7 September 2011

Final results from Monterey 2011

Leading up to Monterey, there was plenty of hand-wringing and nervous conjecture. The stock market had a tumultuous week and the economic news of the summer could simply be described as dismal. Many were wondering how this would affect all of the cars on offer in California, if at all.

By all accounts, the numbers speak for themselves. More dollars changed hands during the week than ever before — in excess of $199 million, including buyer’s premiums, for all car, boat and motorcycle lots — and 31 million-dollar sales were logged during the four days of auctions.
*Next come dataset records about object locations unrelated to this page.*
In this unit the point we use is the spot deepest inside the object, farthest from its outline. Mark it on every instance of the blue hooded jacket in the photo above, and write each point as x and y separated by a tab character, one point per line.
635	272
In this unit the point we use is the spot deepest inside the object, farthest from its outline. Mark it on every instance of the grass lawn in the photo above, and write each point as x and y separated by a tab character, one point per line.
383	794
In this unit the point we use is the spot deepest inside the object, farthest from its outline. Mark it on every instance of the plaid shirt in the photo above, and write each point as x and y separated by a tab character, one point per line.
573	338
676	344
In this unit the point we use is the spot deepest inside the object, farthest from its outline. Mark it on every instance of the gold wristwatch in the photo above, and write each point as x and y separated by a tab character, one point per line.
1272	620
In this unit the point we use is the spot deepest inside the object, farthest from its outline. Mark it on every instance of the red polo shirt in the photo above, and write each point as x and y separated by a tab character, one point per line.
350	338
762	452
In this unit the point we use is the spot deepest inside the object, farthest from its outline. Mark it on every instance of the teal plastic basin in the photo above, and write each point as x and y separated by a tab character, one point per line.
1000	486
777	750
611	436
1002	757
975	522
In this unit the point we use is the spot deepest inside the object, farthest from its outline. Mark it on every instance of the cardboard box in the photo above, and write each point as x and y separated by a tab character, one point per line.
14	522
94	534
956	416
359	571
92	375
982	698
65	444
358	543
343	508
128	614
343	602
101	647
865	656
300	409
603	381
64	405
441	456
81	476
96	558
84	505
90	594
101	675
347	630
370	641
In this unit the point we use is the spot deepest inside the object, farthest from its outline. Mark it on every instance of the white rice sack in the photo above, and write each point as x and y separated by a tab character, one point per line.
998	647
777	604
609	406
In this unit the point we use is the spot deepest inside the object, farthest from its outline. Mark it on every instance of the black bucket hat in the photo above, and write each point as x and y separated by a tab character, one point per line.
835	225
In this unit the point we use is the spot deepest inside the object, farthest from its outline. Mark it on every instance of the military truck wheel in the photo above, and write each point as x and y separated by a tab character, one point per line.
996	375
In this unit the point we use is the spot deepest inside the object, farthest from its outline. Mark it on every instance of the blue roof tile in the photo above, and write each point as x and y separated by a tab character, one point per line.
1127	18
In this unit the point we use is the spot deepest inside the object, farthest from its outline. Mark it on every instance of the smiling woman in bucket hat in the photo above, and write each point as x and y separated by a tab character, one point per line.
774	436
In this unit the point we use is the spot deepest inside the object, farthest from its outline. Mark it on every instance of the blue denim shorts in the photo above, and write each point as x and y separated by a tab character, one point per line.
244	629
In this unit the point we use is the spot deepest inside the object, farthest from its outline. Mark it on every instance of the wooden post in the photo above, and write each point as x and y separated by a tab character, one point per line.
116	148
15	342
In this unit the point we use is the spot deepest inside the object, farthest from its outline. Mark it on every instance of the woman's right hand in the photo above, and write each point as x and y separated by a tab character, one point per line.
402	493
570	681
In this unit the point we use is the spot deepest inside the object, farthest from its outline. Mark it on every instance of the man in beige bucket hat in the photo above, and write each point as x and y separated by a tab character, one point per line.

As David Gooding remarked following the sale of the week’s record-setting lot of the world’s most expensive car sold at auction, the $16.39 million Ferrari 250 TR prototype, questions about how the stock market’s performance impacts the collector car market should now be definitively answered. If only, perhaps, for the upper-most edge of the market.

Of course, since most people focus on the total dollar amount of the combined sales, it is largely forgotten that there are simply more cars on offer than ever before during this ever-expanding week (yes, “week,” and not “weekend” as it once was). Not to diminish the feat — $200 million in round numbers is an accomplishment no matter how you parse it — but the peninsula now hosts five automobile auctions (as opposed to three in 2001), and saw more than four times the number of lots offered compared with 10 years ago. What once was a must-see event has transcended that status by a magnitude, and now seems to be a phenomenon in possession of its own gravity.

Nonetheless, even with four times the number of cars, the sales total was roughly 6.5 times greater. Most impressive is that Gooding’s top three sales alone eclipsed the entire total of 2001, and RM managed to surpass the same figure with its top seven cars.

Following are the sales totals from each auction house*:

RM Auctions: $80 million
Gooding & Company: $78 million
Mecum: $22.2 million
Bonhams: $10.3 million
Russo and Steele: $8.3 million

*Results include buyer’s premium and may not reflect all post-block sales.

Brian Rabold is the editor of Hagerty Price Guide.